Dr Karen Ersche and colleagues from the University of Cambridge asked chronic stimulant users and volunteers who do not use drugs to perform a simple colour-naming test while their brains were scanned.
They found that the drug users performed the test just as well as the non-drug-taking volunteers as long as they were presented with neutral words. But when drug-associated words (drug cues) - such as sniff, coke or Charlie - appeared on the screen the drug users became distracted.
In the presence of drug cues drug users’ performance deteriorated and their brain activation changed, particularly in brain areas involved in self-control and memory.
However, when the drug users were given Parkinson’s Disease drug pramipexole their performance improved and their brain activation normalised. This beneficial effect was only seen in those drug users with a less compulsive pattern of using cocaine or amphetamines.
According to Dr Karen Ersche of the University of Cambridge: "Our findings show that some heavy cocaine and amphetamine users may benefit from a mediation that corrects the amount of dopamine in their brains.
"The difficulty for doctors is to identify those drug users who are the most likely to benefit, because the same medication could make addiction worse in other drug users.

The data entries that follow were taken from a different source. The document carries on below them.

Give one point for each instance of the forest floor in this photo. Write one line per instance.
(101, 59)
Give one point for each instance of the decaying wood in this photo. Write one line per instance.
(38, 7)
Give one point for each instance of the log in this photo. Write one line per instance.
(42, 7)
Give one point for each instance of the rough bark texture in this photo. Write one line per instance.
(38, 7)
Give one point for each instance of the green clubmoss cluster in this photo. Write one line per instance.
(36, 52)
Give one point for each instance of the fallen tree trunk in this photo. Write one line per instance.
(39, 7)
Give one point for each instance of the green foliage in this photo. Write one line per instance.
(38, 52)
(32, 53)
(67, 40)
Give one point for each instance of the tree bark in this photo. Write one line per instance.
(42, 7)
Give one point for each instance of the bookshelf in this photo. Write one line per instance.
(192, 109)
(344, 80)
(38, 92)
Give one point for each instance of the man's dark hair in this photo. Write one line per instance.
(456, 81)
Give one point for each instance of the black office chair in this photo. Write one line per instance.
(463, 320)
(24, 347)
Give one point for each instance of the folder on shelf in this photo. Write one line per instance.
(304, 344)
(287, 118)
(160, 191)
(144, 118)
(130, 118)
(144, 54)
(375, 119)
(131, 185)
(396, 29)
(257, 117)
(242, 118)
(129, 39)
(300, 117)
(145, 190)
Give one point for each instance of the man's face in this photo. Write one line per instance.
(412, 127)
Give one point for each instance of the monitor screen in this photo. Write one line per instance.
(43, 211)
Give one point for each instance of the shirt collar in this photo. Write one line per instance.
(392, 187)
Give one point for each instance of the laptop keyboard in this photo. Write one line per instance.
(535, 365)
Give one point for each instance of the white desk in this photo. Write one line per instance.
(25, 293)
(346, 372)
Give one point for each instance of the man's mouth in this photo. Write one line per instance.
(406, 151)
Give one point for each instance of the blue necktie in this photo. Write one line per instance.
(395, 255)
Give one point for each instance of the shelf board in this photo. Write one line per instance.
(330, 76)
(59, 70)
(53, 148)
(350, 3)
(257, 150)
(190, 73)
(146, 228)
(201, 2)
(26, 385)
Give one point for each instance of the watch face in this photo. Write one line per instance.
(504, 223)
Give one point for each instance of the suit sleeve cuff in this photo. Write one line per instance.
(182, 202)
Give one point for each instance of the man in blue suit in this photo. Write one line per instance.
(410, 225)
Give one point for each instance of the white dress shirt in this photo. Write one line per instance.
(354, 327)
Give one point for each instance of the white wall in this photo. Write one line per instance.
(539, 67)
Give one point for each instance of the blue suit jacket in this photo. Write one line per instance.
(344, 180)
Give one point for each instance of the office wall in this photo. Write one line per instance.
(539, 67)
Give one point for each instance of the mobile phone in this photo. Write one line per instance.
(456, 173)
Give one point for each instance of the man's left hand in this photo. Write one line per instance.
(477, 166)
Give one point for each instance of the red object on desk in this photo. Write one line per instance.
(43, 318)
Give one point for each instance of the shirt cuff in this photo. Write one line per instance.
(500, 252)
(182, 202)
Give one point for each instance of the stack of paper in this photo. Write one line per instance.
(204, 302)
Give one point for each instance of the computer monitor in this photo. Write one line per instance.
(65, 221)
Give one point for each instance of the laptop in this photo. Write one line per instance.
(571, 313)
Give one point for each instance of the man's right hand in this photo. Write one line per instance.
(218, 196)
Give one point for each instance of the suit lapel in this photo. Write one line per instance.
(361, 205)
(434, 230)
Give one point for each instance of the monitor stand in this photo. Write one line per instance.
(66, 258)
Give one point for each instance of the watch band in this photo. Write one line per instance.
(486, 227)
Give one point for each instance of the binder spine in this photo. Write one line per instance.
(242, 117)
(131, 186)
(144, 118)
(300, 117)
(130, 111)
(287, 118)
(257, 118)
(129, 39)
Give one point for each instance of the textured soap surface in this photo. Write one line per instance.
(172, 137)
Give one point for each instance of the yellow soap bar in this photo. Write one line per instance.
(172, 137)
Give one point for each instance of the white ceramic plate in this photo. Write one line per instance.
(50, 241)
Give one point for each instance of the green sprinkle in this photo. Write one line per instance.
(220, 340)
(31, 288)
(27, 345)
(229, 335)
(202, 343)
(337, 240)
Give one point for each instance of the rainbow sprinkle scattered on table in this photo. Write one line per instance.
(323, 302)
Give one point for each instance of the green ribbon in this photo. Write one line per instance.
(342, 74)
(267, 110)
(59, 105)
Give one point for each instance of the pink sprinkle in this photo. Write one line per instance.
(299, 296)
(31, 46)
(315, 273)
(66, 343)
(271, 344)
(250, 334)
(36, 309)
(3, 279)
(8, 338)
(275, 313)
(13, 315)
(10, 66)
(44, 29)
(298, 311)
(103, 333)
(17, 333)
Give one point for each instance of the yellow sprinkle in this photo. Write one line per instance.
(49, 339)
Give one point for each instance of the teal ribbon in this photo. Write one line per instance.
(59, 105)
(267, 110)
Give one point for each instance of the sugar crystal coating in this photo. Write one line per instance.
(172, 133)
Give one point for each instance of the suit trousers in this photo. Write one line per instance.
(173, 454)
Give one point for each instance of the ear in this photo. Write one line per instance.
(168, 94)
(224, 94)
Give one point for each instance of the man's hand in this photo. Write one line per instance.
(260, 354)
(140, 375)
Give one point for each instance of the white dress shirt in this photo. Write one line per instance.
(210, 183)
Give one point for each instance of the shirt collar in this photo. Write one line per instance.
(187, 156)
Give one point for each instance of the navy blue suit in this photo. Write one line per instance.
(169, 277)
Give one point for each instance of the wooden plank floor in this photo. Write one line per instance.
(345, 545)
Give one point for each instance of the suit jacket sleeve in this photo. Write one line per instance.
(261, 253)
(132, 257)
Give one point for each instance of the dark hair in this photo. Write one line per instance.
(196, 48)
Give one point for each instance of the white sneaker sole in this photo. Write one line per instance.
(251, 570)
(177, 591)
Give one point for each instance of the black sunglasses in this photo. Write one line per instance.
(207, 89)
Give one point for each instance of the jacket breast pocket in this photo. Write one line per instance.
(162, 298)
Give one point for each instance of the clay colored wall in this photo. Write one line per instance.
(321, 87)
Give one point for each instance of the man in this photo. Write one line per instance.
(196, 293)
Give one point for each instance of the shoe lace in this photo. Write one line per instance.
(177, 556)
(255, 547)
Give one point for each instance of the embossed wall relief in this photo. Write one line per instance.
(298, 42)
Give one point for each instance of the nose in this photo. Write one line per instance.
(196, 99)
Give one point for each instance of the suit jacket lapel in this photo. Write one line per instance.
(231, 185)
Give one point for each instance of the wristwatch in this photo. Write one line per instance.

The pattern of drug-taking, in particular how likely cocaine users are to give in to an urge to use the drug, might provide clinicians with a vital clue."
"Our findings suggest that this compulsive urge to use cocaine and the loss of control that goes with it reflect biological differences in users’ brains and may help predict how heavy users respond to a medication."
Cocaine and amphetamine abuse is increasing in the UK. The standard treatment for people who want to quit or cut down their cocaine use mainly involves behavioural approaches such as counselling and cognitive-behavioural therapy.
Despite the effectiveness of these treatments, there is a high relapse rate so finding effective pharmacological treatments for these people would be very useful.
The results are published today in the Archives of General Psychiatry and the research was funded by GlaxoSmithKline and conducted within the GlaxoSmithKline Clinical Unit Cambridge and the Behavioural and Clinical Neuroscience Institute (BCNI).